Au Nord, la bonne humeur ambiante et les pistes magnifiques me remontent le moral. Tout le monde me dit « Alors tu vas faire la polar cette année ? » et je réponds « Je me suis inscrite sur la polar, je ne sais pas encore si je vais la faire ». Les premiers runs sont magnifiques, les pistes parfaites, le rythme des chiens est bon mais, déjà là, je vois que ma mémé Uma de 9 ans et demi ne tire plus dès que ça va un peu trop vite. Et puis il y a Djinn qui passe direct en wheel car lui, il connaît bien Drevdagen, et ça ne lui plaît pas trop les entrainements qui dépassent 2h de temps ! 400km la tug molle, il a fait le Djinnou, un record !
Après 500km d’entrainement c’est la Yum qui se met à pécloter. Elle commence à avoir des tendinites aux antérieurs. Massage, vrap, ostéo, homéo, cataplasmes, repos … rien n’y fait…ma Yum est out. Alors c’est décidé j’abandonne l’idée de cette course car sans mon petit tracteur je suis toute nue, et le plan était de courir avec mes chiens sinon rien. 53'000 sms plus tard, tout le monde me convainc que, vu l’effort et le boulot fait jusque-là, ce n’est pas siiiii dramatique d’emprunter un chien pour une course. Après quelques essais, c’est finalement Abraxa une petite chienne de 6 ans, toute ronde, une indépendante qui n’aime pas s’arrêter et qui semble s’intégrer dans ma petite équipe sans arrière-pensées. 25km, c’est le seul entrainement que l’on a pu faire ensemble.

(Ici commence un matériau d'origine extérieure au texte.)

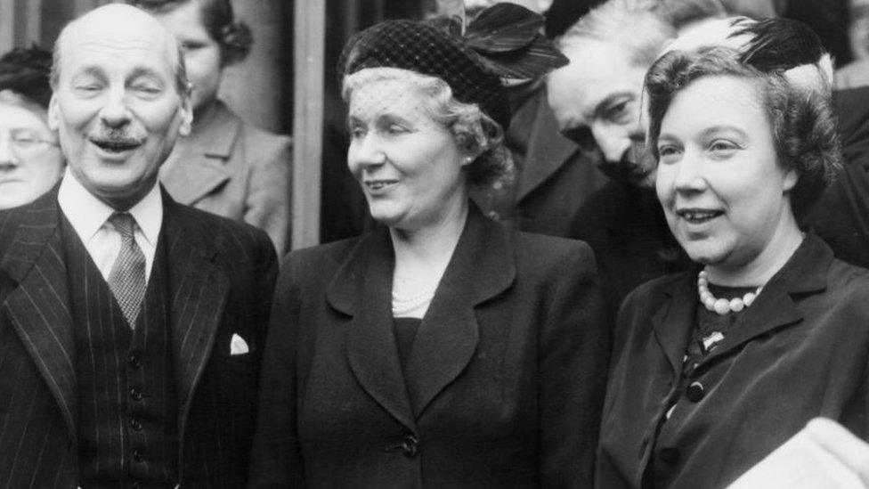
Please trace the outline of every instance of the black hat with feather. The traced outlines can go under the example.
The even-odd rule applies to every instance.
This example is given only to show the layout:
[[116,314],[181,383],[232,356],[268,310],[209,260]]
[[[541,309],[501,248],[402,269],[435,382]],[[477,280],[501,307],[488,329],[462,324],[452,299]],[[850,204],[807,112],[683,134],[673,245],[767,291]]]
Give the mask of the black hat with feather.
[[507,128],[510,103],[501,80],[530,79],[567,64],[542,33],[543,17],[497,4],[464,29],[460,17],[386,20],[355,35],[344,48],[342,77],[366,68],[400,68],[438,77],[465,103],[476,103]]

Alors voilà, je me présente au check matos/chiens deux jours avant la course avec un Djinn qui s’est économisé pendant le ¾ des entrainements (et même si je me dis qu'il va bosser sur la course, je ne suis sûre de rien), une Uma qui ne tire que dans les montées quand on ralentit fortement le tempo, une Abraxa qui ne nous connaît pas et qui n’a jamais fait de courses (ni d’entrainement) de longue, un Carmack qui en est à sa première saison et enfin Inuvik et Robidou sur qui je peux, en principe, compter. Et tous ces mushers allemands qui me disent « Tu cours à 6 chiens ? ma pauvre…c’est bien courageux ! »…un peu limite pour partir sur 160km.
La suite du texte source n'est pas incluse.